In my previous article, I explained what happened to the evolution of malware when microcomputers started to become a major presence in small offices and households. That coincided with the exploding popularity of Microsoft’s MS-DOS and Windows 3.1. The file systems they were based on, FAT16 and later on, FAT32, totally lacked file and folder level privileges, so it was easy for targeted malware to cause huge problems.

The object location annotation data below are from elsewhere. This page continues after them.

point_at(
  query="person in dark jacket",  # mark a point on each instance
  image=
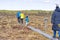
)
(18, 16)
(27, 20)
(55, 20)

During the period covered in the last article, commerical ISPs made their debut. So people outside of academic settings started using email, USENET, and other Internet services. By 1991, Sir Tim Berners-Lee invented the web.

In early 1993, I was on the web for the first time, and my very first web browser was the brand new Mosaic. In response to how Mosaic made the web accessable for many people, Netscape entered the scene. I was one of the lucky few to beta test Navigator 1.0 in November 1994. What was really cool was that I could see content and text loading in my webpages before they were completely downloaded. As we had a 16 kbps modem, I really appreciated that.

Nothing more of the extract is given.